By August 15, 2018Retirement

Federal, military and Social Security retirees hoping for a minimum 3 percent cost-of-living adjustment in January will have to wait until at least next month to find out if they hit what for many has been the magic mark. That’s because the official inflation rate actually dropped slightly in July.

With two months to go in the inflation-catch-up countdown, the tens of millions who receive civil service benefits, military retired pay or Social Security are currently at the 2.71 percent level. That’s based on the Consumer Price Index-W for the month of July. The June CPI-W was at 2.72 percent.

The slight decrease in living costs from June to July was measured by the Bureau of Labor Statistics, which takes the nation’s inflation and deflation pulse.
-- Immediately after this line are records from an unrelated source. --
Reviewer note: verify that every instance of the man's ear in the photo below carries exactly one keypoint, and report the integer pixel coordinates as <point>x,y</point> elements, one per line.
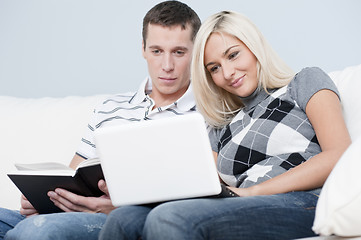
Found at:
<point>143,49</point>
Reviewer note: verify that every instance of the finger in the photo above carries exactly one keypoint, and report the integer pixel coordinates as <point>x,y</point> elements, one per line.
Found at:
<point>28,212</point>
<point>103,186</point>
The actual size of the January 2019 COLA will be based on the rise in living costs from the current third quarter (July, August and September) over the CPI for the same period last year.
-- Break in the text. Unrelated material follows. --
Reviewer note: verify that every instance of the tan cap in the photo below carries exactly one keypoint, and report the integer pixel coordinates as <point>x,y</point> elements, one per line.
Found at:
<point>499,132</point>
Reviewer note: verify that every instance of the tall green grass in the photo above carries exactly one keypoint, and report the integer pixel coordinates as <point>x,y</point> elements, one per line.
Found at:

People who receive Social Security, military retired pay and those under the old Civil Service Retirement System get the full COLA based on the CPI. The vast majority of current federal retirees are under the old CSRS system.

People under the Federal Employees Retirement System receive diet-COLAs. That is a full increase up to 2 percent, then a reduced increase on anything over that amount.

The White House has proposed that COLAs be eliminated for FERS retirees and reduced slightly for people under the CSRS program. Congress has not acted on that proposal and may not get to it this year.

Retiree COLAs were once set by Congress. But starting in 1975 they were linked to the CPI-W. Many critics think the index doesn’t take into account the higher costs that retirees often incur for medical and health bills.

In January 2018 retirees got a 2 percent COLA. They received only 0.3 percent in 2016; 0 in 2015; 1.7 percent in 2014; 1.5 percent in 2013 and 1.7 percent in 2012. The biggest COLA in recent times came in at 3.6 percent in 2011.

During the high inflation period from the mid-1970s through 1982 retirees received 8 percent in 1975, 6.4 percent the next year, 5.9 percent in 1977; 6.5 percent in 1978; 9.9 percent in 1979; and 14.3 percent in 1981 and 11.2 percent in 1982.

The exact amount of the 2019 retiree COLA won’t be known until mid-October.